Auf Papst Pius IX., der mit einer Dauer von 31 Jahren, 7 Monaten und 23 Jahren das bislang längste Pontifikat der Geschichte innehatte, folgte am 20. Februar 1878 Vincenzo Gioacchino Raffaele Luigi Pecci, der den Namen Leo XIII. wählte. Auch er konnte den Vatikan nicht verlassen, die ?Römische Frage“ sollte noch bis zu den Lateranverträgen von 1929 ungelöst bleiben. Doch anders als sein Vorgänger, der in der fragilen Situation des neuen Szenarios den Kontakt und die konstruktive Auseinandersetzung mit der Außenwelt scheute, machte es sich Leo XIII. zur Aufgabe, vermittelnd tätig zu werden und die Stimme der Kirche mit den ihm zur Verfügung stehenden Möglichkeiten über die Vatikanmauern hinaus zu tragen.
Sein Mittel zum Zweck waren die Enzykliken, also Apostolische Schreiben, derer er sage und schreibe 86 verfasste. Insbesondere der Einsatz der Kirche für soziale Gerechtigkeit wird in seiner Enzyklika Rerum Novarum von 1881 erstmals deutlich auch unter soziopolitischen Gesichtspunkten verfestigt - die Antwort aus dem Vatikan auf das Kommunistische Manifest von 1848. Damit sollte er auch über Kirchenkreise hinaus als ?Arbeiter“- und ?Sozialpapst“ bekannt werden. Diese Komponente des Leoninischen Denkens hatte Robert F. Prevost ganz besonders bei seiner Namenswahl im Blick, wie er anschließend vor den Kardinälen erläuterte.
Überparteilichkeit des Heiligen Stuhls
Doch es gibt auch andere Nuancen im Wirken Leo XIII., die die Namenswahl seines Nachfolgers im Papstamt rund 130 Jahre später logisch untermauern. Denn dieser Papst, der die Kirche in die Moderne trug, musste zunächst damit umgehen, dass er mit dem Verlust der weltlichen Macht im handfesten politischen Geschäft kaum tätig werden konnte. Neue Lösungen und auch Verhaltensweisen mussten her. Dies erkannte Leo XIII., indem er eine neue Art der Außenpolitik verfolgte, die den Papst und seine Nachfolger letztlich als moralische und überparteiliche Instanz etablieren sollte.

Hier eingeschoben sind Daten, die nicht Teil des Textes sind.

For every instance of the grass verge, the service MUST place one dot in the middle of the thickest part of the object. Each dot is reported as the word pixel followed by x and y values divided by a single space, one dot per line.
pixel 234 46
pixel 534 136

Während Pius IX. sich einigelte und insbesondere in seinem späten Pontifikat auf Konfrontationskurs ging, hatte sein direkter Nachfolger eine glücklichere Hand in heiklen politischen Fragen, beispielsweise, was den Kulturkampf in Preußen anging, aber auch die Verbesserung der Beziehungen des Vatikans zu ausländischen (und oft nichtkatholischen) Staaten wie Russland, England oder die USA – oder, sein Meisterstück, die Vermittlung zwischen Preußen und Spanien um die Karolinen, eine Inselgruppe im Pazifik.
Trotz teilweise reaktionärer Züge wie dem Versuch, den innerkirchlichen Zentralismus weiter auszubauen, fällt diesem Papst das Verdienst zu, dass die Kirche auch in der Moderne angekommen ist - allen sicherlich zu beanstandenden Unzulänglichkeiten und teils widersprüchlichen Schritten zum Trotz, siehe beispielsweise den ?Antimodernismuseid“, den Kleriker ab 1910 über mehrere Jahrzehnte zu leisten hatten.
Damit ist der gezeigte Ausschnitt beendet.